第一の一般的意味では、行政とNPOのみならず、企業とNPOや、市民とNPO、NPOとNPO、民間財団や寄付者などの支援者とNPOやNPOの支援対象者などの被支援者、など多様な関係性を取り持つことになる。また、NPOセクターの共通する主張や意見を政策提言したりすることもある。第二の意味での行政側からの、行政と地域(あるいは地域住民)との間を取り持つ組織という視点より広いことに注意する必要がある。
日本では、特定非営利活動促進法(NPO法)成立後、特定非営利活動法人(NPO法人)の増加とともに、全国的に中間支援組織の設置が相次いだ。
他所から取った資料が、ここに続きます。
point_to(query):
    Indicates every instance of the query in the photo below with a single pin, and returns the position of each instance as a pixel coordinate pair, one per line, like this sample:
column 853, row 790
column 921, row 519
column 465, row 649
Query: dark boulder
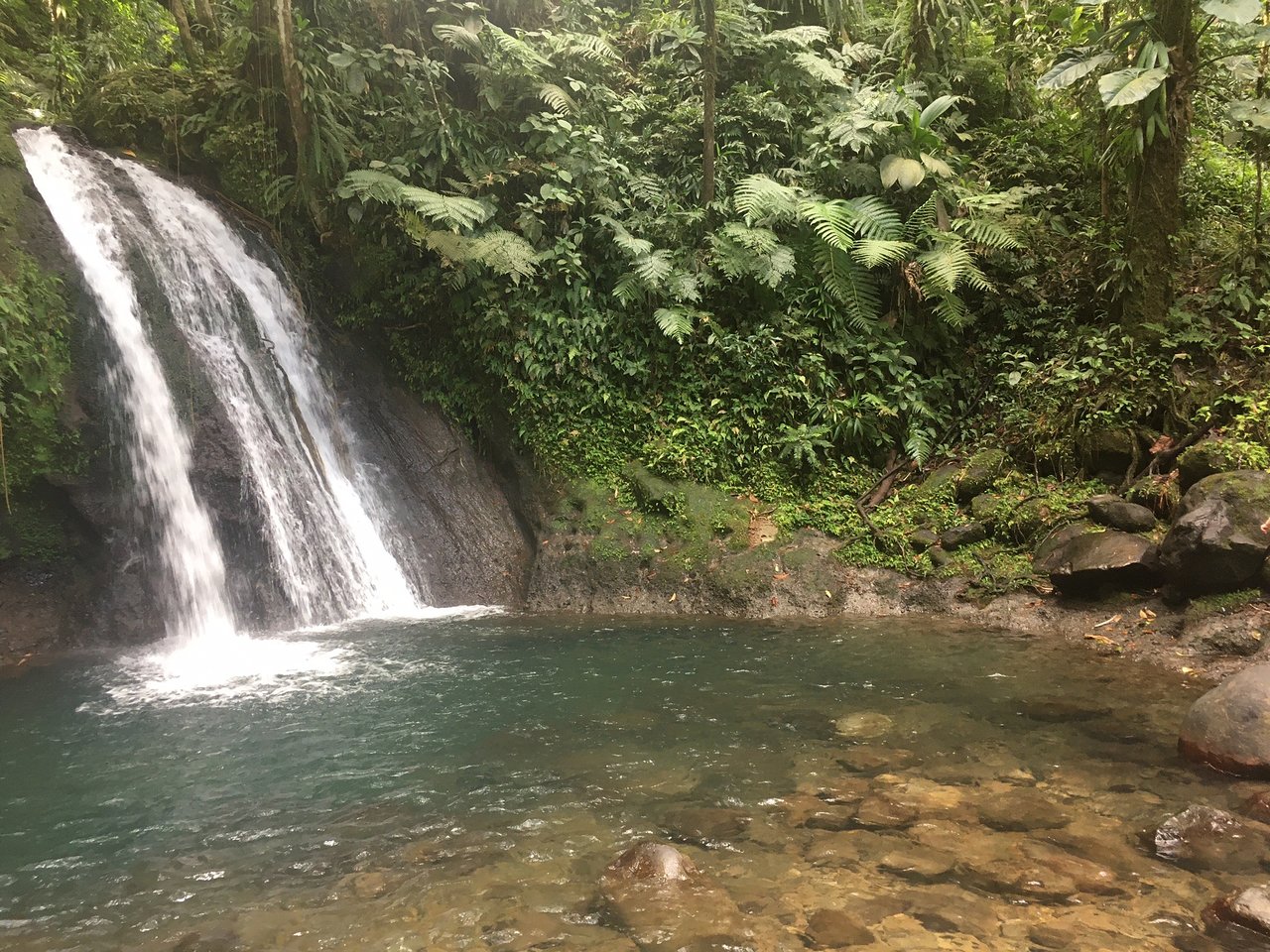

NPOセンター、NPOサポートセンターという名称が多い。公設、民設両方の形態があるが、公設の中には、民営(運営をNPO法人等の民間に委託している)のところもある。地方自治法の改正により、指定管理者制度が導入されたことから、「公設民営」型が増えることが予想される。
中間支援組織の形態としては、NPO、タウンマネージメント機関など第三セクター的なもの、自治体内部におかれるもの、また、社会福祉協議会が設置しているものなどがある。行政の内部におかれる場合には、市民セクターの相互調整や代表機能を果たすことができず、「中間」支援組織というよりも行政組織の地域社会とのつながりを重視した特性を表現している。
様々な方向での専門化も見られ、総合系の他に、国際NGO系、介護保険事業者系、ボランティアセンター系、まちづくり系などがある。